Lee opens his fridge, pulling out a half empty litre carton. “Sometimes you get long life milk but I’ve got this.”

“And what happens when that’s finished?” I ask.

He digs deep into one of his jeans pockets. “I’ve got £1.50 to buy some more,” he says. “And that’s it.”

Lee and I met for the first time just two hours ago. Monday is food parcel voucher morning at the UCAN and I was vaguely hoping I might find someone who I could accompany to pick up their supplies.

The UCAN staff all know Lee. They have supported him for some months now, most recently Rosanne has helped him apply for a citizen card – which the UCAN has paid for – so he’ll have the photo ID he needs for agency work. And for the past three weeks, they’ve given him vouchers for the food bank in town.

Up until November last year Lee had been working nights as an order picker at a fruit and veg warehouse. He enjoyed the work. One night he was ill, couldn’t get himself out of bed, and didn’t show up for work.

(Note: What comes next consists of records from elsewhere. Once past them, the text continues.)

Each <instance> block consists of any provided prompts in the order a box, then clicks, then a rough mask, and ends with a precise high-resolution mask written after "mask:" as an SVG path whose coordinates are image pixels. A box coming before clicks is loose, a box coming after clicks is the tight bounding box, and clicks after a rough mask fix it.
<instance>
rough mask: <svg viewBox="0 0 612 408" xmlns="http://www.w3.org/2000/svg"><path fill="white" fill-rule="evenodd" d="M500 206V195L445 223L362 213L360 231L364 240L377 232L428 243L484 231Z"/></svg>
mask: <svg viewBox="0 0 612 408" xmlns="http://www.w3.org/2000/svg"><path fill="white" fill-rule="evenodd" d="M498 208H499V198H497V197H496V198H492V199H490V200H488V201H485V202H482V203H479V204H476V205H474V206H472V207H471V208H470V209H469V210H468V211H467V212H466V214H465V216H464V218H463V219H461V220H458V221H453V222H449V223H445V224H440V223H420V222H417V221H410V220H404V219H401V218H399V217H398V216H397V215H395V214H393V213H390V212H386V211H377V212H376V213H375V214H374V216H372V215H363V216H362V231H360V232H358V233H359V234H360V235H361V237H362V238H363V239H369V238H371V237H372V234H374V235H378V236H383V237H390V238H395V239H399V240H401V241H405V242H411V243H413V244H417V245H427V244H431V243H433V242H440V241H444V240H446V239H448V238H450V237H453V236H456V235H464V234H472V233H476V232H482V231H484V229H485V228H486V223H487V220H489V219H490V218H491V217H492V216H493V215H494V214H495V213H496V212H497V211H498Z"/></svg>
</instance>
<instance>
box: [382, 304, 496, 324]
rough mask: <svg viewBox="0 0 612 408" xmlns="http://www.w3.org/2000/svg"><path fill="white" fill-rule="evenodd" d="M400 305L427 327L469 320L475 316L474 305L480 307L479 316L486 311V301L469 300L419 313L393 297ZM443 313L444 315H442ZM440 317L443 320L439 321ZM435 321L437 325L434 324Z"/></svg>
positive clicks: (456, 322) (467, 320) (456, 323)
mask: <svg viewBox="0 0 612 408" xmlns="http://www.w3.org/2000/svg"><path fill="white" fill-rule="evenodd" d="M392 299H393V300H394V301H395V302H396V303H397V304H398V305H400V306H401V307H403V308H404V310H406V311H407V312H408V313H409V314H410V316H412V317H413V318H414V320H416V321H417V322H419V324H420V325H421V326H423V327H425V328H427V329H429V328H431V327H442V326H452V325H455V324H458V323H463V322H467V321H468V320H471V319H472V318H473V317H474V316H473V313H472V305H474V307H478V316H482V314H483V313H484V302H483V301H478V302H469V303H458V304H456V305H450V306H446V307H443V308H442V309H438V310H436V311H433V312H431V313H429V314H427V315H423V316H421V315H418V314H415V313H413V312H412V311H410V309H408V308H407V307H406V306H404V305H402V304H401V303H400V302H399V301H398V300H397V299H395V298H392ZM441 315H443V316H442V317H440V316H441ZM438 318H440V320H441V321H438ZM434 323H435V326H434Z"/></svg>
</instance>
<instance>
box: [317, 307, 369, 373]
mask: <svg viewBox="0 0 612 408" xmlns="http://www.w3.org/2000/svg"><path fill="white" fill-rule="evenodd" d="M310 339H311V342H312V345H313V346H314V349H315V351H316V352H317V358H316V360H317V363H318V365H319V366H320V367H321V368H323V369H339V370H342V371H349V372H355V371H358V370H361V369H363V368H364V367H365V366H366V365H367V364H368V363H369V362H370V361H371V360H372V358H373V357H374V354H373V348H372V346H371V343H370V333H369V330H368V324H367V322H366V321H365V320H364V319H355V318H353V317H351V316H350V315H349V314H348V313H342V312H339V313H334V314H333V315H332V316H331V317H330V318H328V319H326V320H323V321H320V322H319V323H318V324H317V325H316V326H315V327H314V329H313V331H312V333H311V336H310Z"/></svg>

The next night he was still unwell and telephoned his boss. Apparently he’d already been replaced and his boss reported back to the Jobcentre that he had quit. In turn, the Jobcentre registered Lee as ‘voluntarily unemployed’ and has suspended his benefits for six months.

“It’s been getting me down, really down,” he says as Vanessa and I explain the idea behind the As Rare as Rubies blog, “I’ve been to the GP.”

“Come in tomorrow morning,” says Vanessa, knowing that today’s first concern is the food bank that opens just once a week. “We’ll make a list of priorities. It’s employment day and we can ask Cath to sit down with you. You’ve already spoken to Citizens Advice haven’t you?”

Pretty much every service the UCAN has to offer is relevant to Lee just now – employment advice, confidence-boosting, debt management, mental health support – and Vanessa is determined, as she now tells him, to get a team of professionals around him. But first, the food bank.